Lower qualified men most at risk from potential new EU trade barriers


#1

Originally published at: https://whichinvestmenttrust.com/lower-qualified-men-most-at-risk-from-potential-new-eu-trade-barriers/

Men with GCSE qualifications or below employed in certain manual occupations are more likely than other groups to work in industries at particular risk from new barriers to trade with the EU after Brexit. Historically, those in this group have struggled to find equally well-paid work elsewhere when job losses have occurred. That is one…


#2

It sounds to me like it will effect many of the very same people who voted for Brexit, which is very sad.

It is also sad that so many people were hoodwinked by extreme right wingers in to not understanding the importance of free trade agreements and how if we are out of the EU we cannot get the same free trade benefits.

The Brexiteers argue that we can trade with the rest of the world and because other parts of the world are growing faster we will be better off. But this ignores the fact that all countries trade more with those around them for reasons of time (important for perishable foods), culture, language, being on a similar timezone etc.

Also, we can trade with the rest of the world right now, so, whatever has stopped us will we begin trading more just because we’re out of the EU???


#3

I agree with you @xaivercatalan we can trade with the fast growing parts of the world already but don’t to any great extent even though being in the EU does not stop us from doing so. indeed, Germany and the Netherlands trade considerably more than the UK does with the rest of the world for all sorts of manufactured goods.

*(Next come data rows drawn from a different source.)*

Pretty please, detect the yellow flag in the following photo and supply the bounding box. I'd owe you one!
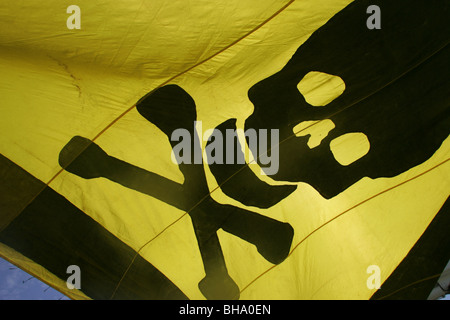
[0,0,450,300]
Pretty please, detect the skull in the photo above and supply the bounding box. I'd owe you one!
[245,1,450,198]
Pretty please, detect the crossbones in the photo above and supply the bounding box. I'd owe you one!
[59,85,295,299]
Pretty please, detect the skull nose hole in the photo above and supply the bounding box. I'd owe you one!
[293,119,335,149]
[330,132,370,166]
[297,71,345,107]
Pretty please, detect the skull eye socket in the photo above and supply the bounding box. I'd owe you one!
[297,71,345,107]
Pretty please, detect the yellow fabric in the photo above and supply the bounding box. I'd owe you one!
[0,0,450,299]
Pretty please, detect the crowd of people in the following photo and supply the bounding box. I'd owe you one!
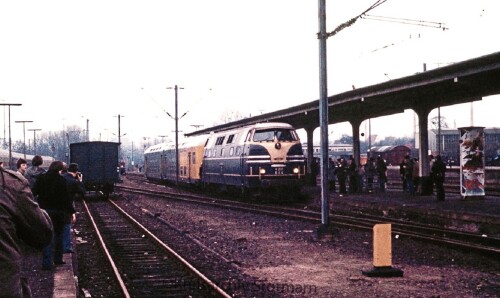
[312,155,446,201]
[0,155,85,297]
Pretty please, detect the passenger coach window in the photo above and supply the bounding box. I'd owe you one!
[253,130,274,142]
[276,129,295,142]
[215,137,224,145]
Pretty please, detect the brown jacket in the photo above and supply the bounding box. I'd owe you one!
[0,168,52,297]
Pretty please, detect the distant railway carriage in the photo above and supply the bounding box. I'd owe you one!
[144,123,306,194]
[370,145,411,166]
[0,149,54,170]
[144,136,207,183]
[70,142,120,195]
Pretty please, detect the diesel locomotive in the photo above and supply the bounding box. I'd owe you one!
[144,123,306,191]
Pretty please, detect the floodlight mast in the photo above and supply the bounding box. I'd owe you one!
[0,103,22,169]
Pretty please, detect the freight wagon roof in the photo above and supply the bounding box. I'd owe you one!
[144,135,209,154]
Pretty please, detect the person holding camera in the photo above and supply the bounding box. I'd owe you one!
[32,160,75,270]
[63,163,85,253]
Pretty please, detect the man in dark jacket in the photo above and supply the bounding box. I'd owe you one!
[33,160,75,270]
[63,163,85,253]
[24,155,45,189]
[0,167,52,297]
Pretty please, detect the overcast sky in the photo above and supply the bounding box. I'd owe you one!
[0,0,500,146]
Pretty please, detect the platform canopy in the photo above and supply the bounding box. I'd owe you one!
[186,52,500,136]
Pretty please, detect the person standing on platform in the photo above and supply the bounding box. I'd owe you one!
[431,155,446,201]
[413,158,420,193]
[375,155,387,192]
[336,158,347,196]
[399,158,408,192]
[24,155,45,189]
[403,155,415,195]
[328,157,337,192]
[16,158,28,177]
[33,160,75,270]
[365,157,377,192]
[63,163,85,253]
[348,155,358,193]
[0,167,52,297]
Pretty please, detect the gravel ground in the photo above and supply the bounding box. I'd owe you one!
[19,177,500,297]
[128,186,500,297]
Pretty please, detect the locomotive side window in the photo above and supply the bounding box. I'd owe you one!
[226,135,236,144]
[276,129,296,142]
[245,131,252,142]
[215,136,225,146]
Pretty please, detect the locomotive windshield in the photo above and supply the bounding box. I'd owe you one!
[253,129,298,142]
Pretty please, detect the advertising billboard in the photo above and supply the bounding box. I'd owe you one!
[458,127,485,199]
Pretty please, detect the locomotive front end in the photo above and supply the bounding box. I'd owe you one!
[246,126,306,187]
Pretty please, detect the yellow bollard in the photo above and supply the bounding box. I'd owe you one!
[363,223,403,277]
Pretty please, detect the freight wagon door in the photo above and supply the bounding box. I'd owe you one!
[160,153,168,179]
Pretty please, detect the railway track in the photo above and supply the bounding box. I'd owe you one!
[118,186,500,257]
[83,200,231,297]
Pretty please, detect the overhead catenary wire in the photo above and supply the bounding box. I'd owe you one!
[361,14,449,31]
[318,0,387,38]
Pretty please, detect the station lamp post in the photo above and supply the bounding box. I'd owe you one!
[15,120,33,159]
[0,103,22,169]
[28,128,41,155]
[167,85,185,184]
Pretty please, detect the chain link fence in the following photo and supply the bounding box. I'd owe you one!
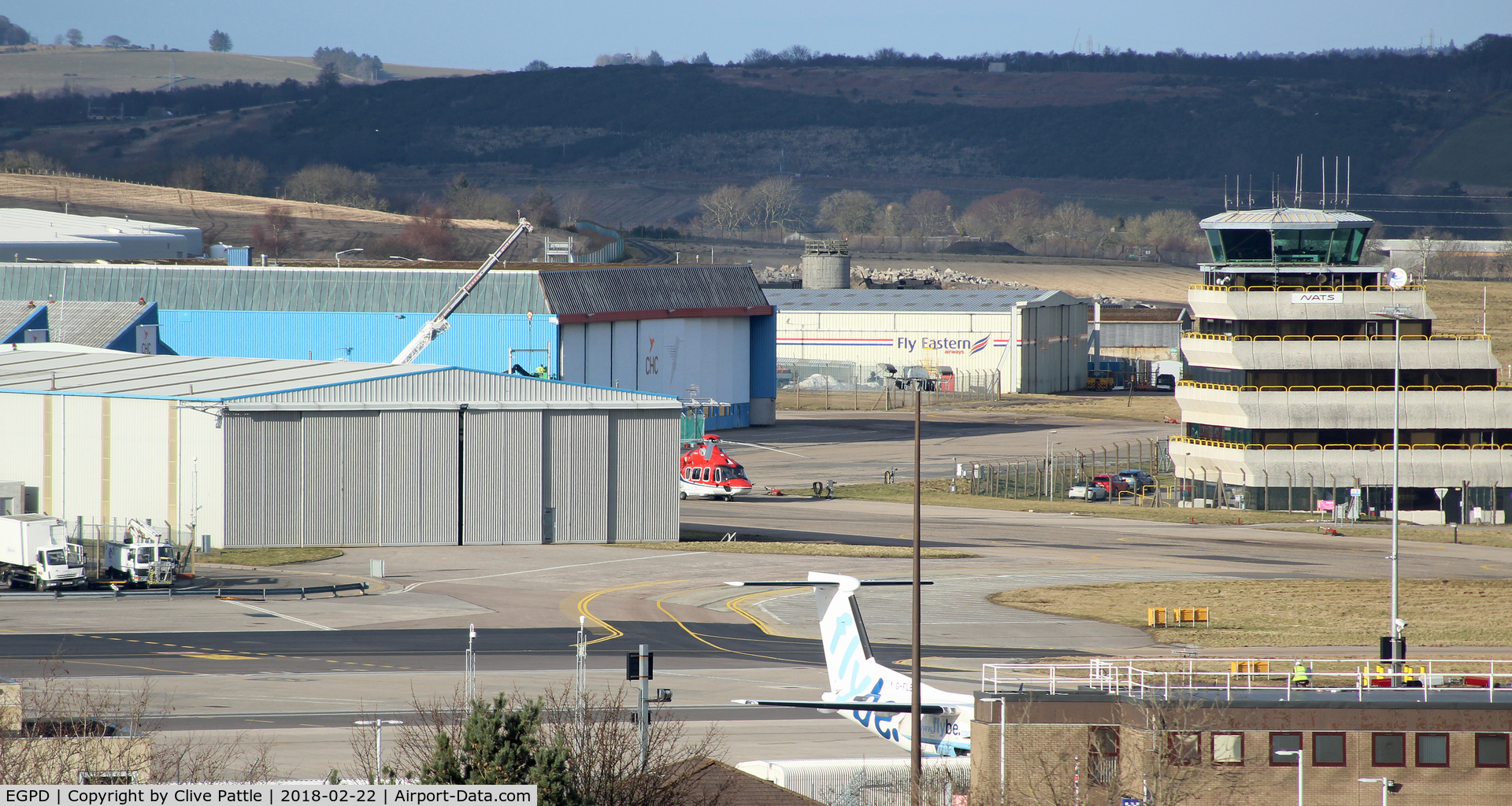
[777,358,1002,412]
[955,438,1181,507]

But it’s become a polarising divide where economics counts for very little. It won’t be until a few years down the line when we as a country are becoming poorer that those who voted for this will see the error of their ways.


#4

Can we trade with anyone now? I’m not sure it is totally open to us, on all products. Where did NZ lamb go? I’m sure that was blocked.


#5

But probably not as sad as it effecting many of the very same people who didn’t vote for Brexit.